Date Night is essentially a comedy lightly peppered with action sequences. Rarely do the two elements effectively complement one another, but fortunately Steve Carell and Tina Fey do, and the comedic duo’s resulting hysterics manage to triumph over the rather uninspired plot. The pacing of the film maintains a consistent bevy of laughs with the only lulls brought on by the forced deciphering of the “wrong man” storyline; with several surprisingly funny cameos and enough clever rants by the two leads, however, the funniest bits remain foremost in mind.
Claire (Tina Fey) and Phil (Steve Carell) Foster are just a “boring, married couple” whose lives have become lost in the daily grinds of their day jobs and nightly routines. Long gone are the spontaneity and romance as even their weekly “date night” finds them frequenting the same lackluster restaurants and trudging through the same dreary engagements. When close friends of the Fosters announce their separation, Claire and Phil are spurred into rekindling the flame and spring for a fancy dinner in the city, but such impulsiveness quickly leads to trouble as they’re mistaken for the Tripplehorns, a mysterious couple caught up in a blackmailing scheme. Now, with crooked cops, vicious mobsters, and high-ranking politicians all hot in pursuit, Claire and Phil must hunt down the real criminals while trying to survive their disastrous date night.
Pairing Steve Carell and Tina Fey, two of Hollywood’s most interesting comedians, is a grand idea. However, Date Night isn’t quite the right vehicle for the duo, who are independently hilarious and create an alluring onscreen chemistry, but don’t fit in the environment of the classic mistaken identity plot. The boundaries of reality are stretched paper thin in order to place the lead characters into compromising and embarrassing situations, and their moments of relationship-repairing frequently douse the flames of humor brought about from the dialogue. If only they weren’t so much like Carell and Fey, pretending to be the Foster’s pretending to be the Tripplehorn’s.
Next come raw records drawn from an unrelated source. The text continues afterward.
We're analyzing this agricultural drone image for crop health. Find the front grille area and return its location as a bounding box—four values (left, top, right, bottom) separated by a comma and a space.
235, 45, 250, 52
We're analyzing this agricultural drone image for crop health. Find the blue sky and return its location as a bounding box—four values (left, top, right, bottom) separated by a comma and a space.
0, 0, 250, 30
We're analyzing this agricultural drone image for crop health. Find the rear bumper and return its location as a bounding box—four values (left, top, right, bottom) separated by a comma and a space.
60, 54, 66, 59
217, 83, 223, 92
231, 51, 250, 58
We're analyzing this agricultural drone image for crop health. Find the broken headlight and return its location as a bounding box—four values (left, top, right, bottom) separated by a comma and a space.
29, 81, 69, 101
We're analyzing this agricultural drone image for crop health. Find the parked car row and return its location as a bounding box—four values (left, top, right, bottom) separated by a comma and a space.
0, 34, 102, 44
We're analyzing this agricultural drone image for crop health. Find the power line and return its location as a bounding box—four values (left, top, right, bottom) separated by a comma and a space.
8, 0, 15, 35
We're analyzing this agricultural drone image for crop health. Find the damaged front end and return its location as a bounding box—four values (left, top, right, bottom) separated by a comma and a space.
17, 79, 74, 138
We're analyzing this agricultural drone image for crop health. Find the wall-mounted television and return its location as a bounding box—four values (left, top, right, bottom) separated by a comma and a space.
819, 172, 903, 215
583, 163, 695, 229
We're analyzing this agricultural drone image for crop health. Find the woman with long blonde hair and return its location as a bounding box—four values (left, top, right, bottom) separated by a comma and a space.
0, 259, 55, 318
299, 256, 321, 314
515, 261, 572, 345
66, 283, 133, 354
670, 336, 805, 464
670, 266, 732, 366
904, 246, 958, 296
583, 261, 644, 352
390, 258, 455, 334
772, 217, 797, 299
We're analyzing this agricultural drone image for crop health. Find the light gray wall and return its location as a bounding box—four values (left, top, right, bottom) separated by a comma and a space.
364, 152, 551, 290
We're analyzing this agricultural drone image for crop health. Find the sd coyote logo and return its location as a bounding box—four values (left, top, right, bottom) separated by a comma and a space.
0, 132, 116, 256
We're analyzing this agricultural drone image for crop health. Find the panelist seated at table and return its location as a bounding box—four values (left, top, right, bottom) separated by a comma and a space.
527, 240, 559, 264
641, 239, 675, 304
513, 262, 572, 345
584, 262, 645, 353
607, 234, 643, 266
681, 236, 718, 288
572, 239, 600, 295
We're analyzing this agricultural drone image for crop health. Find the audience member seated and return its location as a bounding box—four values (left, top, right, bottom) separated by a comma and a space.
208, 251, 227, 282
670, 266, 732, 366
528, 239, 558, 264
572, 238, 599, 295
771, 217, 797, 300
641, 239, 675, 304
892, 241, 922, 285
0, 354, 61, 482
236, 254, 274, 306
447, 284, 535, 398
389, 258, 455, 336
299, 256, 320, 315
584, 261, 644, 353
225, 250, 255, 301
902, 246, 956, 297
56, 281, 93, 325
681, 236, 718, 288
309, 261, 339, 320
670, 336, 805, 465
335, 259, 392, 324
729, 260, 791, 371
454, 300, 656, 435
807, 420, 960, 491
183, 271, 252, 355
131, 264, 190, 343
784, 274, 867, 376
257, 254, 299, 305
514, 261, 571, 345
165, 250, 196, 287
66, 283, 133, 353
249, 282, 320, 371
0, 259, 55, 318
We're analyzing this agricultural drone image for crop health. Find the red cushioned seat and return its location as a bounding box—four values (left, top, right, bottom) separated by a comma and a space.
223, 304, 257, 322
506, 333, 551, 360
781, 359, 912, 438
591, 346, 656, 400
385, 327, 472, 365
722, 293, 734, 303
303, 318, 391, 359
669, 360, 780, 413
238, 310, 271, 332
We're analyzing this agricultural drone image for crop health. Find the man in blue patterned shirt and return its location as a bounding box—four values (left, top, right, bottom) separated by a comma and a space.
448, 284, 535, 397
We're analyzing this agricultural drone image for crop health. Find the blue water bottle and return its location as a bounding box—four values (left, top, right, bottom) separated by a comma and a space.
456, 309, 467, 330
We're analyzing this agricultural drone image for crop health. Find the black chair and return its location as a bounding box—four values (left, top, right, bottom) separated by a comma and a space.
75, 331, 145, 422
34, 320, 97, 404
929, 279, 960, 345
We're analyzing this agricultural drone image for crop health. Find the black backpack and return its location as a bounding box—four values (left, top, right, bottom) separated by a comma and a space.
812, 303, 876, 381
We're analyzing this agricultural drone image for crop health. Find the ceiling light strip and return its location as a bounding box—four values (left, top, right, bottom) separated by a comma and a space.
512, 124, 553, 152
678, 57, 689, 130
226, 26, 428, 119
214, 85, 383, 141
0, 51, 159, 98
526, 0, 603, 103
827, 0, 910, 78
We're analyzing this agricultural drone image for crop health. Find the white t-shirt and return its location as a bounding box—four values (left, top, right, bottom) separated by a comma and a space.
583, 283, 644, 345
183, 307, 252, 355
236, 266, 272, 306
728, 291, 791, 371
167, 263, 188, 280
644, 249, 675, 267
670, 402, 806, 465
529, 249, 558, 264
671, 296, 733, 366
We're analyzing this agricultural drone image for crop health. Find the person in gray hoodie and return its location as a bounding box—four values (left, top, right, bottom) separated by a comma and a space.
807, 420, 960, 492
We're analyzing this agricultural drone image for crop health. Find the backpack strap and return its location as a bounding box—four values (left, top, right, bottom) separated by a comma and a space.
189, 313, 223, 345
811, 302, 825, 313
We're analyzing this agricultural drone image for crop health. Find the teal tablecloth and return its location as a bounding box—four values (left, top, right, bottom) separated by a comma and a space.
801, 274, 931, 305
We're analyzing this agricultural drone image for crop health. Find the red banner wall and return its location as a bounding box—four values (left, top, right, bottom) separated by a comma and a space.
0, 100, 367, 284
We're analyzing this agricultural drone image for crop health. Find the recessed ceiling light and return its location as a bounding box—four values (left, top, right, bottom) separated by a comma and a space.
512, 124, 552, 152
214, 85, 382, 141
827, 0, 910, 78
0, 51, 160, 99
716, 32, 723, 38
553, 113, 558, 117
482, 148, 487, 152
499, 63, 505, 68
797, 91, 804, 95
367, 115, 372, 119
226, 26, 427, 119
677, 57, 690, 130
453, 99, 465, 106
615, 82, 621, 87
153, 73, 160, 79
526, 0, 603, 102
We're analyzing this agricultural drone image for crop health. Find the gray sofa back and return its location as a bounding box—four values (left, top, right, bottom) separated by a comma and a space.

They are superb at panicking, but their funny conversations and quick-thinking impromptu always start strong and end weakly. A mid-movie curse-off between James Franco and Carell is painfully subdued, conforming to the boundaries of the MPAA, and complex action sequences, stunts, destruction and outsmarting cops are used to distract us from the abrupt conclusions to these well-intentioned but ultimately dissatisfying comedy skits. With fancy restaurants, high-speed pursuits, fast cars, thrilling danger, plenty of excitingly illegal endeavors and a perpetually shirtless Mark Wahlberg, Date Night has almost everything the average boring couple could wish for in real life – too bad this is just a movie.